For more information and pictures of the real car please visit: BMW M1
The M1 coupe was hand-built between 1978 and 1981 under the Motorsport division of BMW as a homologation special for sports car racing. The body was designed by Giugiaro, taking inspiration from the 1972 BMW Turbo show car. Originally, BMW commissioned Lamborghini to work out the details of the car's chassis, assemble prototypes and manufacture the vehicles, but Lamborghini's financial position meant that BMW reassumed control over the project in April 1978, after seven prototypes were built. Only 456 production M1s were built, making it one of BMW's rarest models. The spirit of the M1 lived on in the M635Csi and the first-generation M5, which shared the same (though slightly modified) engine.
One of the rare cars that looks best from an overhead view.
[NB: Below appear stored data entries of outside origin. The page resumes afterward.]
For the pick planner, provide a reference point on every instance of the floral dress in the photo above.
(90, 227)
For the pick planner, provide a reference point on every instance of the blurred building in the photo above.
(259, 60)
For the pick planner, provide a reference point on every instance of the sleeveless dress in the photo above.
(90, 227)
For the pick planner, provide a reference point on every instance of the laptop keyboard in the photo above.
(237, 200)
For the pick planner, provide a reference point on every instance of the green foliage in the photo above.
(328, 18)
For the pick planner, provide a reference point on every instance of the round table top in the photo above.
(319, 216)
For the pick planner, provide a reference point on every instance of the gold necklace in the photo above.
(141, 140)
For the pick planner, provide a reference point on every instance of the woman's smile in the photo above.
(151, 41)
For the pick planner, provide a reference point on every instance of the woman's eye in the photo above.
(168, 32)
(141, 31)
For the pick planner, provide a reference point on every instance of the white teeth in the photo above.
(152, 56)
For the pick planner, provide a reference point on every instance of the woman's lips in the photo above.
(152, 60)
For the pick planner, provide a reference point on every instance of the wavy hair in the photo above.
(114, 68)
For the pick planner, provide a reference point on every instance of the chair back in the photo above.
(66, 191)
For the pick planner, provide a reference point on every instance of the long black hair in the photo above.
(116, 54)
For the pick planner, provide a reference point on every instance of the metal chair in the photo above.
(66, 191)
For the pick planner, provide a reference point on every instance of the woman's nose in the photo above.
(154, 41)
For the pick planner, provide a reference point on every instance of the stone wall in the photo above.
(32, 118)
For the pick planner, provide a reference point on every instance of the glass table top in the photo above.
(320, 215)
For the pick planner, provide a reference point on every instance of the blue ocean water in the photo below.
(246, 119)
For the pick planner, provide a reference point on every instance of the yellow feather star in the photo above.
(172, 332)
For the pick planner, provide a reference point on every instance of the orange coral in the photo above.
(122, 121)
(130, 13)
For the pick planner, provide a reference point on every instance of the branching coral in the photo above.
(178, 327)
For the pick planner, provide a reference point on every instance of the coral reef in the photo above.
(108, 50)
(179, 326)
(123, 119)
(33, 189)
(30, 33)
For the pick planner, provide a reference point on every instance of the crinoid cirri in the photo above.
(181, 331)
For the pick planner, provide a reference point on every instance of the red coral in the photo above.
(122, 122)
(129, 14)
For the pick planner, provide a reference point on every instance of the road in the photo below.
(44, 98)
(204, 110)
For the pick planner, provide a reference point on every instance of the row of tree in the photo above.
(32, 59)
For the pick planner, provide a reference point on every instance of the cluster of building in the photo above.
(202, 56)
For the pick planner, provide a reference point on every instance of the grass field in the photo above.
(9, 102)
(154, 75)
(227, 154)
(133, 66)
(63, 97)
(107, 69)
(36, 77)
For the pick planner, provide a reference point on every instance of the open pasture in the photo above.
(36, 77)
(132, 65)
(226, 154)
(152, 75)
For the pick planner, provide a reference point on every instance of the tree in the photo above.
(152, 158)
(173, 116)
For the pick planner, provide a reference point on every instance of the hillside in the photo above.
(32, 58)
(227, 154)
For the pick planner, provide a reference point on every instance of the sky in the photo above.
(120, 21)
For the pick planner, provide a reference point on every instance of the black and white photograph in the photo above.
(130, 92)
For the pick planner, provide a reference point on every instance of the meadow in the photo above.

The M1 had various successes in motorsports. In 2004, Sports Car International named the car number ten on the list of Top Sports Cars of the 1970s.
The M1 is not related to BMW's 1-series compact executive car which started production in MY 2004. Nor is the M1 related to the BMW 1 Series M Coupe which started production in MY 2010.
In 1979 the head BMW Motorsport, Jochen Neerpasch, devised a one-make championship using racing modified M1s. The series was created to aid BMW in building enough M1s to enter the Group 4 classification in the World Championship for Makes. The new series, known as the Procar BMW M1 Championship, served as a support series for Formula One, and included many current Formula One drivers in identical cars.
The series ran for two years, with Niki Lauda winning the 1979 season, and Nelson Piquet the 1980 season. After BMW met the standards for Group 4, the Procars were used by various teams in the World Championship as well as other national series.